Quick Start

This tutorial provides a basic overview of TQL. In this guide we will first build Timelines from a set of online advertising auctions and a set of user site activity data, then write a TQL query that produces a dataset we can use to train a simple model that predicts probability of winning a bid based on ad size, and finally deploy that model to make batch and realtime predictions.

Table of Contents

In order to follow along with this guide, first install TQL using the instructions provided on the TQL Homepage. Afterwords, we recommend reading the guide to creating timelines, the manual on TQL queries, and on how to use the TQL expression language. Additionally, for useful bakground on TQL’s design and data processing model, refer to the TQL Concepts and Architecture Guide.

Starting the TQL Backend

After installing TQL, start the backend from the command line using tql start. Learn more about configuring the TQL backend here.

Importing TQL

Always start your work by importing TQL into your namespace. If you did not previously start the backend from the command line, one will be automatically started upon import.

from zeenk.tql import *
----------------------------------------------------------------
           Version: 20.1.17-SNAPSHOT
 Version Timestamp: 2021-08-31 17:30:26
       Version Age: 3 days, 21 minutes, 5 seconds
   Filesystem Root: /Users/clin/.tql/files
 Working Directory: /Users/clin/.tql
Configuration File: /Users/clin/.tql/tql-conf.yml
       Api Gateway: http://localhost:9000
    Service Status: Icarus: ONLINE, Daedalus: ONLINE
    Service Uptime: 1 days, 6 hours, 6 minutes, 29 seconds
----------------------------------------------------------------

Creating Timelines

The first step of any TQL project is to map time series data from your data lake into TQL. We will use online advertising log data generated with TQL’s data-simulator package. Every TimeSeries must have a source of data, either from flat files or from an SQL store, as well as a timestamp and id field, passed to identified_by(id_col, ts_col). Here we create two TimeSeries objects, from a source of advertising bid logs, and a source of site activity logs, some of which may have been caused by the ads. We then use the create_project() and from_timeseries() functions to attach them to a project named tql_quickstart, and the build_timelines() function to pull the raw data into timelines.
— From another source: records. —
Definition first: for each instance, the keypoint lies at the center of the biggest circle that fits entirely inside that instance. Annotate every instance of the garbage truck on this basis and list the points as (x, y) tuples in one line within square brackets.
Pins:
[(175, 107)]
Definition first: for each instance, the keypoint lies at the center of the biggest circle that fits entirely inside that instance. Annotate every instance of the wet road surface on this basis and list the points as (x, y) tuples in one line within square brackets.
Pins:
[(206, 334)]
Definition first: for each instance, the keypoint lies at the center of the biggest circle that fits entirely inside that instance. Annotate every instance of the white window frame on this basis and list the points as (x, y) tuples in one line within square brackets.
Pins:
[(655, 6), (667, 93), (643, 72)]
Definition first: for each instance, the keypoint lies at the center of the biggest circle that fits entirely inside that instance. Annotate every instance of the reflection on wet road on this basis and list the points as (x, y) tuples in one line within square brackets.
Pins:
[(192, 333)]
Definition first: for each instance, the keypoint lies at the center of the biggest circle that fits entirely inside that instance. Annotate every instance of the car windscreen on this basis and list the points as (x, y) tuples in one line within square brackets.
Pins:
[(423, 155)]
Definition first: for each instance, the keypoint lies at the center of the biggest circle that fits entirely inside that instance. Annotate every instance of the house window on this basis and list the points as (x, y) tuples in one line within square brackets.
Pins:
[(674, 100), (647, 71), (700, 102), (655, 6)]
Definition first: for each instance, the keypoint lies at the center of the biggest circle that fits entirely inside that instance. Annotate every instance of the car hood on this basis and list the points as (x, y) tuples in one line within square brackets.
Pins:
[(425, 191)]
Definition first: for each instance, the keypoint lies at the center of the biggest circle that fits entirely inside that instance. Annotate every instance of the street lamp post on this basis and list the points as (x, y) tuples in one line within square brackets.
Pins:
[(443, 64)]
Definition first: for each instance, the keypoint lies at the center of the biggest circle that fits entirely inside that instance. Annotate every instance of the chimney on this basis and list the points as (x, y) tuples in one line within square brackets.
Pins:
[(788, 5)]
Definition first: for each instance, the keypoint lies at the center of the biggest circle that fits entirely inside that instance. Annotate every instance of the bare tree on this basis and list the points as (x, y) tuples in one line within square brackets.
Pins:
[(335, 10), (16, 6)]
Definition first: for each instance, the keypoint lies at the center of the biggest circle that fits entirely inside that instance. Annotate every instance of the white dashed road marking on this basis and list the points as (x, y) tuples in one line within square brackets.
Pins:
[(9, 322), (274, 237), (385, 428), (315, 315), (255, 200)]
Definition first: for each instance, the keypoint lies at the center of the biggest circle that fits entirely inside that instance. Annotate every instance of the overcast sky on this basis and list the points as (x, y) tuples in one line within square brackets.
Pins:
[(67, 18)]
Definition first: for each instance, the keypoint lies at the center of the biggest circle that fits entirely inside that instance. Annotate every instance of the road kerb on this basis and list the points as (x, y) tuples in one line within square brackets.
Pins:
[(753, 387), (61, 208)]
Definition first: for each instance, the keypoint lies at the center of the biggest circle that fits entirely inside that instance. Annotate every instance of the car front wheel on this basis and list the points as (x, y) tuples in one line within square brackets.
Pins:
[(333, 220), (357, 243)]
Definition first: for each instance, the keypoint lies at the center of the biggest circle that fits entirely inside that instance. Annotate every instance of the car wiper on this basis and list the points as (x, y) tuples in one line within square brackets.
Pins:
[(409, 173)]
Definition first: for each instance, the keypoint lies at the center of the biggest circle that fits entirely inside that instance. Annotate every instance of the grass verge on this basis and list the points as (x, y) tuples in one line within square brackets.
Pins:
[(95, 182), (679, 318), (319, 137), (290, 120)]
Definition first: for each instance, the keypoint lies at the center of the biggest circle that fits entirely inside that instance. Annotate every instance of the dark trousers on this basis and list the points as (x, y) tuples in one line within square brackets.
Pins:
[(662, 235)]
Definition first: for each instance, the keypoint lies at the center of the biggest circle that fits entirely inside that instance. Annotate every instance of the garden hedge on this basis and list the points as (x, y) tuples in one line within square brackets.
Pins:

from zeenk.tql.demo_projects import get_project4_files_dir

# this directory contains the time series data files for demo project 4.
base_dir = get_project4_files_dir()

ad_auctions = create_timeseries('bid')
ad_auctions.from_files(f'{base_dir}/bid*.csv', has_csv_header=True)
ad_auctions.identified_by('user_id', 'event_time')

site_activity = create_timeseries('activity')
site_activity.from_files(f'{base_dir}/activity*.csv', has_csv_header=True)
site_activity.identified_by('user_id', 'event_time')

project = create_project('tql_quickstart', or_update=True)
project.from_timeseries(ad_auctions, site_activity)
project.build_timelines()

Click to Abort Job

NOTE: Abort link will open the result of the call in a new tab/window

SUCCESS:  230/230|██████████|, TOTAL ELAPSED=0:00:23, WAIT=0:00:00, PENDING=0:00:02, COMPILING=0:00:21 
Timeline Statistics
0 1
Total Timelines 993
Smallest Timeline 5 events
Largest Timeline 903 events
Min Timestamp 2021-01-01 00:00:01
Max Timestamp 2021-01-14 23:59:59
Total Events 197393
Activity Events 25416
Bid Events 171977

Attributes
TQL Expression Description Type
activity.activity_id None string
activity.conversion None string
activity.event_time None string
activity.user_id None string
bid.ad_size None string
bid.bid None double
bid.event_time None string
bid.ghosted None boolean
bid.request_id None string
bid.user_id None string
bid.won None boolean
duration The duration of the event. Typically used with generated events. long
event The current event object event
generated This event was created by generate_events() boolean
generated_weight The weight to apply to the the sample double
id The auto-generated event id long
index The index of the current event in the timeline integer
outcome The outcome event. Only used in conjunction with SUM_OPPORTUNITIES() and CAUSAL_EFFFCT event
timeline.events Time-ordered array of events array
timeline.id Shared timeline id string
timestamp The timestamp of the event long
type The event type of this event string


Introduction to Queries

Creating and executing queries

Queries are created by chaining together select(), from(), and various other operators, ending with a call to submit(), which returns a TQL ResultSet. For example:

resultset = select('bid.*').from_events('tql_quickstart').limit(5).submit()
resultset

Query results:

partition "_default"
bid_ad_size bid_bid bid_event_time bid_ghosted bid_request_id bid_user_id bid_won
0 big 1.0 2021-01-02 00:02:36 false r13260 u252 true
1 big 1.0 2021-01-02 00:16:41 false r13376 u252 true
2 small 1.0 2021-01-02 00:30:55 false r13509 u252 true
3 None None None None None None None
4 small 1.0 2021-01-02 01:04:01 false r13737 u252 true
query produced 5 rows x 7 columns in 0.28 seconds

Interactive Query Execution in Jupyter

In a Jupyter notebook environment, if a Query is the last line of code in a cell when it is evaluated, submit() will automatically be called, and the resulting dataset will be displayed as the output. In Jupyter, the above query/resultset code is identical to the following, simpler code:

select('bid.*').from_events('tql_quickstart').limit(5)

Query results:

partition "_default"
bid_ad_size bid_bid bid_event_time bid_ghosted bid_request_id bid_user_id bid_won
0 big 1.0 2021-01-02 00:02:36 false r13260 u252 true
1 big 1.0 2021-01-02 00:16:41 false r13376 u252 true
2 small 1.0 2021-01-02 00:30:55 false r13509 u252 true
3 None None None None None None None
4 small 1.0 2021-01-02 01:04:01 false r13737 u252 true
query produced 5 rows x 7 columns in 0.12 seconds

The TQL Data Processing Model

TQL ResultSets contain exactly one row per event, and exactly one column per TQL expression defined in the select() clause.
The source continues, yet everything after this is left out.